Furthermore, latency analysis can show if the defect is primarily in the inner ear (affecting Wave I latency) or involves the brainstem pathways (affecting the I-V interpeak latency). This level of detail is crucial for understanding the specific biological mechanism affected by the gene mutation 2 .
| Wave | Anatomical Origin | Typical Latency Range (ms) |
|---|---|---|
| I | Auditory Nerve | 1.5 - 2.0 |
| III | Cochlear Nucleus | 3.0 - 4.0 |
| V | Inferior Colliculus | 4.5 - 6.0 |
| I-V | Central Conduction Time | 4.0 - 5.5 |
Table based on standard values from human and animal studies 7
| Method | What it Assesses | Best For | High-Throughput? |
|---|---|---|---|
| ABR/BERA | Entire auditory pathway (nerve to brainstem) | Detecting a wide spectrum of hearing loss pathologies | Yes |
| Acoustic Startle | Simple motor reflex to loud sound | Quick detection of severe hearing loss only | Yes, but limited |
| Otoacoustic Emissions (OAEs) | Function of outer hair cells in the cochlea | Ruling out cochlear (inner ear) damage | Yes |
| Electrocochleography (ECoG) | Summating potential of cochlear hair cells | Diagnosing Meniere's disease and endolymphatic hydrops | No |
Information adapted from a comparison of functional assessment methods 8
Carrying out a successful BERA experiment requires a suite of specialized equipment and reagents.
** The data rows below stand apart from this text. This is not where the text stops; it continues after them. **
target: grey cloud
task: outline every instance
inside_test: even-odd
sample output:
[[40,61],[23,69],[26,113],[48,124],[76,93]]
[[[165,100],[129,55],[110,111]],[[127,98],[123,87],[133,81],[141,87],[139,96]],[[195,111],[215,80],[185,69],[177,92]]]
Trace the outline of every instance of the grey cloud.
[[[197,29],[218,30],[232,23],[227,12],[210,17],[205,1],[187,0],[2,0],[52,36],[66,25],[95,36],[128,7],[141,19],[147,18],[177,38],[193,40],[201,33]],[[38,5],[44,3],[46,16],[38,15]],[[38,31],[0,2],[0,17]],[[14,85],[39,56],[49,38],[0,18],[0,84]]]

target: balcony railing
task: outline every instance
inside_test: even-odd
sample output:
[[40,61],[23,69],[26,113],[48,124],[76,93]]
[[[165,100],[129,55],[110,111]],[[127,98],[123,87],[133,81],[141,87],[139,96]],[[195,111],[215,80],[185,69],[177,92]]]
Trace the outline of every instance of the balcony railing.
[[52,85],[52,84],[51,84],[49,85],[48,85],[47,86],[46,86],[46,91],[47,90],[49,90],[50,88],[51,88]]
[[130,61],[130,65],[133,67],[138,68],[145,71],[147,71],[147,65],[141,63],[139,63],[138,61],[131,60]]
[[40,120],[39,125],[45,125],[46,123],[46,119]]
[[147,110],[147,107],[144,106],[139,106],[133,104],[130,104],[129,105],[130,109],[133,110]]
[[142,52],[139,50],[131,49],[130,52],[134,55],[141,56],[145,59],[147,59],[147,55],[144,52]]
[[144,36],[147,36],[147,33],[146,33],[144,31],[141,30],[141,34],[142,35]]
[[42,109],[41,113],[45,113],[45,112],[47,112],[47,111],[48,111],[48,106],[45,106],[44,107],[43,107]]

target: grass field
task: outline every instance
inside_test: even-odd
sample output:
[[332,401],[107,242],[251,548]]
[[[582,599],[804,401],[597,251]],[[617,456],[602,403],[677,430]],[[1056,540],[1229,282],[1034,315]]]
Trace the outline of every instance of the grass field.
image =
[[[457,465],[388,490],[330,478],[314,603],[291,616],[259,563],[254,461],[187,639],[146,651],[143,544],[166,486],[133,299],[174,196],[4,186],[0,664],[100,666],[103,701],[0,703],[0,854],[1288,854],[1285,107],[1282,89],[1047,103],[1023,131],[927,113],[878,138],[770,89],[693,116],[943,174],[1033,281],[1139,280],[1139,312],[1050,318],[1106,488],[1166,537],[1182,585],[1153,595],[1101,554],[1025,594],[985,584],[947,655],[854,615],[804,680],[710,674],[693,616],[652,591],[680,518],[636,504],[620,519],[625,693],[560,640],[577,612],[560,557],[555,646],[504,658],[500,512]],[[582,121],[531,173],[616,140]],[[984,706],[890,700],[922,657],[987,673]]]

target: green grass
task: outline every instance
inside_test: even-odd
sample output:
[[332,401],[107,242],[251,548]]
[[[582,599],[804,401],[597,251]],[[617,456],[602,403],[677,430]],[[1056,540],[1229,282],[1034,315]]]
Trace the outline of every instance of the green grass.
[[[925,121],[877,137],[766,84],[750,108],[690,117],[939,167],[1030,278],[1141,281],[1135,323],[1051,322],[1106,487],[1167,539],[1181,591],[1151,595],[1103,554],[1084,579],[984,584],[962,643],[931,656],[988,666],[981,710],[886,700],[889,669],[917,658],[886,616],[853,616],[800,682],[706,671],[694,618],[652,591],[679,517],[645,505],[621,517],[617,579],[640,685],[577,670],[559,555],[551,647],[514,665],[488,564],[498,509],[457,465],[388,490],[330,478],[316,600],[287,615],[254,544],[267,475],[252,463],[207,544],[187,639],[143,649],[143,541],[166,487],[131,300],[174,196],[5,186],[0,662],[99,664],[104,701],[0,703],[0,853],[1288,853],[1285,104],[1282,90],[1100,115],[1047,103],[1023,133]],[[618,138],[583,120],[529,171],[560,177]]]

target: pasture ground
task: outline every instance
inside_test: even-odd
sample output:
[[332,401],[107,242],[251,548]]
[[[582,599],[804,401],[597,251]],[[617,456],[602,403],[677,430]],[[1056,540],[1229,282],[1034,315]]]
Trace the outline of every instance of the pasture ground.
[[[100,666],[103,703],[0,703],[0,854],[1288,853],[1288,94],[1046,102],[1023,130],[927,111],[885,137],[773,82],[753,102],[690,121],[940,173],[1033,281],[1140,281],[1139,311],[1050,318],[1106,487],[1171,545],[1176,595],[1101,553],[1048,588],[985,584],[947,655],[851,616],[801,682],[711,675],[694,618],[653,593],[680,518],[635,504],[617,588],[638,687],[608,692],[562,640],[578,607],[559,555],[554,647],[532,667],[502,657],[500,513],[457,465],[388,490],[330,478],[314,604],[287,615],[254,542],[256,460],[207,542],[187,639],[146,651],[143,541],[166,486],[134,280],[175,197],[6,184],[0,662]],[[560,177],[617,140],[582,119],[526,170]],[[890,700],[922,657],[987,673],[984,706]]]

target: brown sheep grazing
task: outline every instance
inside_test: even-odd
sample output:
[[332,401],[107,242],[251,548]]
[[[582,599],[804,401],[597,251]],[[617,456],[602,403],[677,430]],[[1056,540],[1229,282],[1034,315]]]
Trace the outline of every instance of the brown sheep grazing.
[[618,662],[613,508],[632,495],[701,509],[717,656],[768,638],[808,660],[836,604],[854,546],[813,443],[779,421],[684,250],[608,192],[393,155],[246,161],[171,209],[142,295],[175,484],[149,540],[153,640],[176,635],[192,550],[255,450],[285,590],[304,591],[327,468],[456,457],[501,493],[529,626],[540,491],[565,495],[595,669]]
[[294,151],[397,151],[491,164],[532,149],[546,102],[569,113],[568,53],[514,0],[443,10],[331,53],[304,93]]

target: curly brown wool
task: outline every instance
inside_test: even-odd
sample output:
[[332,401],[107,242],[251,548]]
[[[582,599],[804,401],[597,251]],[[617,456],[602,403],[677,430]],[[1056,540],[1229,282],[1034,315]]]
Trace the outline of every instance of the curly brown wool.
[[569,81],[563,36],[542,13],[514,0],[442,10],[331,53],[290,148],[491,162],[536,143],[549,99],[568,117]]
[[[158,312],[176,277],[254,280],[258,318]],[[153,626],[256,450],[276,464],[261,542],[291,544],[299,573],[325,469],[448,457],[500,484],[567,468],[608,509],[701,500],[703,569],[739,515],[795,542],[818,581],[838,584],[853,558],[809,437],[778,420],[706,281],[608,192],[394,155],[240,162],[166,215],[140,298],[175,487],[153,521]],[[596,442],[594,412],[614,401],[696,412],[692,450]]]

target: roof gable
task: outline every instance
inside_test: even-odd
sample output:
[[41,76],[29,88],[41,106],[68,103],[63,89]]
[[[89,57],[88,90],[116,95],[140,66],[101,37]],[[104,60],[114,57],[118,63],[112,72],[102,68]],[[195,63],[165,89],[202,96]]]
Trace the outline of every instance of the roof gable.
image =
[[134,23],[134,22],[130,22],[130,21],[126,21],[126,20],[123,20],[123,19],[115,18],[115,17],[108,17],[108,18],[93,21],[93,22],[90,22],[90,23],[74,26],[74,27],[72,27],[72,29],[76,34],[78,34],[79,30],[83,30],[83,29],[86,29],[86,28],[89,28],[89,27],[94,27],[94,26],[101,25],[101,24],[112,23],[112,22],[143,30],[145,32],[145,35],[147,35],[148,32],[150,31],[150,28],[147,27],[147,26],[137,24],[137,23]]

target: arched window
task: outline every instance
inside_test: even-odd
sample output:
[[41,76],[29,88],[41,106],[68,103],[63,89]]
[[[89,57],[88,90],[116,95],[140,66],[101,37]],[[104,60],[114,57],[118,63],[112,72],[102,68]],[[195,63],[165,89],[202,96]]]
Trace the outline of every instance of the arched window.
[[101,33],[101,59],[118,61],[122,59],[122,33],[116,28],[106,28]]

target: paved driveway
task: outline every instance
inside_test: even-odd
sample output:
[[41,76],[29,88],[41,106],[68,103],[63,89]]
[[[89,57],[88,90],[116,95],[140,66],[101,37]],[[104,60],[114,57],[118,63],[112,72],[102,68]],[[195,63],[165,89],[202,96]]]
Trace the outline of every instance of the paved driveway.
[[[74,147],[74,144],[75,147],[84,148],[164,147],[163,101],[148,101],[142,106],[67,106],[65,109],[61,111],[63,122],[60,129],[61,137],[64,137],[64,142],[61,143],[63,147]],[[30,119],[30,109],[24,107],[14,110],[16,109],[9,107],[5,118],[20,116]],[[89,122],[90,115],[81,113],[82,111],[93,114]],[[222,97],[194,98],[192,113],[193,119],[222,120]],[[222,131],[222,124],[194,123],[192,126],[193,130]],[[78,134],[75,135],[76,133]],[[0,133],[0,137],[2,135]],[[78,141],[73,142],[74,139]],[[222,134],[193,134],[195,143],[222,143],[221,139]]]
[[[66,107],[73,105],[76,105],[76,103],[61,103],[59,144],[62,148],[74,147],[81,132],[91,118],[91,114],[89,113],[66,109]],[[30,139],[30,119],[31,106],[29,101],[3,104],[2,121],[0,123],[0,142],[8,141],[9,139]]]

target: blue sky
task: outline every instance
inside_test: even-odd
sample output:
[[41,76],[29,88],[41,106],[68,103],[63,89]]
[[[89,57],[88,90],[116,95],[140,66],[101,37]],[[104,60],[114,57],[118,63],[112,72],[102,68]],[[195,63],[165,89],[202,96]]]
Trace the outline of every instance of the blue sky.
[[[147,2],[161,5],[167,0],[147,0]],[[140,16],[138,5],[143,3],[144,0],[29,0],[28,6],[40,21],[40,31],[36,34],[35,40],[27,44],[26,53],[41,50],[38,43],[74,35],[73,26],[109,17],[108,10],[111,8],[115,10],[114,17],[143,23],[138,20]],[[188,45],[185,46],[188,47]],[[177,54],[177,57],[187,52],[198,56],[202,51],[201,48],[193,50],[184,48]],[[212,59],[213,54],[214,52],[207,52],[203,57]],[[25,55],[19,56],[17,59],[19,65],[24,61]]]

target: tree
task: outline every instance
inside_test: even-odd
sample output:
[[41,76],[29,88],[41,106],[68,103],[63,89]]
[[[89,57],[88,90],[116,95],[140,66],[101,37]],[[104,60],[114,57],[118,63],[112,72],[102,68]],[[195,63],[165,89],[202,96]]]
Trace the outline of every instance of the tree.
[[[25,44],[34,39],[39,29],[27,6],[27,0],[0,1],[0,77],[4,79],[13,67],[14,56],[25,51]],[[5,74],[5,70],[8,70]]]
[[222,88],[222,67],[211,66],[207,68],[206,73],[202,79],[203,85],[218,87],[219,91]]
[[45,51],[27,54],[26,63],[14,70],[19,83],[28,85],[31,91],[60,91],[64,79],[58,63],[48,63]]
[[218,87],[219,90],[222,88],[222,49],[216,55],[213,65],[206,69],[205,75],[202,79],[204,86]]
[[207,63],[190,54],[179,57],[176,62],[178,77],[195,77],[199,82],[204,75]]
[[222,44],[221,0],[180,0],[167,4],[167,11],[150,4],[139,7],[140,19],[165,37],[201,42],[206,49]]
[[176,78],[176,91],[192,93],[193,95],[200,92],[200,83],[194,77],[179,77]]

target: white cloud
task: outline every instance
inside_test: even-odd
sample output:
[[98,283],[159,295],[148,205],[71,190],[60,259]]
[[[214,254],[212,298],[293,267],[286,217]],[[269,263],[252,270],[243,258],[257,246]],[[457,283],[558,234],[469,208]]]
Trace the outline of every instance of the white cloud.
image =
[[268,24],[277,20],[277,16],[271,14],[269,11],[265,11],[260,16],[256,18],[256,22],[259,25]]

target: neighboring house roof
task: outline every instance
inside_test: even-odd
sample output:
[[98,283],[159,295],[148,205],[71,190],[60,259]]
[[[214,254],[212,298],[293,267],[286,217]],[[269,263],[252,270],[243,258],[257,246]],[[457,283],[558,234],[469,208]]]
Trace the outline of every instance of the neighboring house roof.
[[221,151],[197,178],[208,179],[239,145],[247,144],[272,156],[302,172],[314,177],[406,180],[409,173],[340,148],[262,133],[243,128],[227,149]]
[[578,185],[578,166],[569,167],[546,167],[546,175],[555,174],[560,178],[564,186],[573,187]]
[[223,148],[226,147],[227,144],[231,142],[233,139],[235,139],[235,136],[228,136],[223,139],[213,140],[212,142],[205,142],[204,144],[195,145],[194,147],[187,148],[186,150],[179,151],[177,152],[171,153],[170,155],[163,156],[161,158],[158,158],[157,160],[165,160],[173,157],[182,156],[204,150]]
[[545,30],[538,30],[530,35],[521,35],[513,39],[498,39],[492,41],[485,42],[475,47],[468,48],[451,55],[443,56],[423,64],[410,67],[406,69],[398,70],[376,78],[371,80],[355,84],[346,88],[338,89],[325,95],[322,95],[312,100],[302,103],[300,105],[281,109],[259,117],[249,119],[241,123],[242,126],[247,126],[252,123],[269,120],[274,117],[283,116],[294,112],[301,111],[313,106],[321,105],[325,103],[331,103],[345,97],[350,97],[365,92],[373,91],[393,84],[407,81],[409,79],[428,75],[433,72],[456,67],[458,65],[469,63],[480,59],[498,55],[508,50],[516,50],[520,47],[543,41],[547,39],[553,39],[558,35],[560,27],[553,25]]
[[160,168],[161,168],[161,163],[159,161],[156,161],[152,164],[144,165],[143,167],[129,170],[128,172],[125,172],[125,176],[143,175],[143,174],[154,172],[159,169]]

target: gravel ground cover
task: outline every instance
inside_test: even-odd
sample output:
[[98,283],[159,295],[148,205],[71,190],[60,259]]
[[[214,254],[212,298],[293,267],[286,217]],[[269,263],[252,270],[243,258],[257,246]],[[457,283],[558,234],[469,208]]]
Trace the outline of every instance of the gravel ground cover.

Here are some of the key components.
| Item | Category | Function |
|---|---|---|
| Ketamine/Xylazine Mix | Anesthetic | Renders the mouse unconscious and immobile for accurate recording. |
| Atipamezole | Anesthetic Reversal | Antisedan used to safely reverse the effects of the anesthetic after the procedure. |
| Sound-Attenuating Chamber | Equipment | A lined, sealed cubicle that blocks external noise to prevent contamination of the neural signals. |
| Multifield Speaker | Equipment | Precisely delivers calibrated click and tone-burst stimuli. |
| Subdermal Needle Electrodes | Equipment | Stainless steel electrodes that capture the microvolt-level electrical signals from the scalp. |
| Bio-Amp & Digital Signal Processor | Equipment | Amplifies the tiny neural signals thousands of times and processes them for analysis. |
| ABR Analysis Software | Software | Custom software for stimulus generation, data acquisition, and automated peak detection. |
Items compiled from detailed protocol descriptions 2 8
Ketamine/Xylazine mix for sedation and Atipamezole for reversal.
Sound-attenuating chamber to block external noise interference.
Subdermal needle electrodes for precise signal capture.
The applications of mouse BERA research are vast and directly impactful on human health. It serves as a cornerstone in:
By screening thousands of mutant mice, international consortia like the International Mouse Phenotyping Consortium (IMPC) are discovering new genes critical for hearing, shedding light on the genetic causes of human deafness 8 .
From a tiny click in a silent chamber to a detailed graph of neural activity, brainstem evoked response audiometry in mice is a powerful window into the brain. This elegant technique continues to decode the complexities of hearing, offering hope for millions affected by hearing and neurological disorders. As researchers refine these methods and develop better mouse models, each recorded waveform brings us one step closer to silencing the burden of deafness.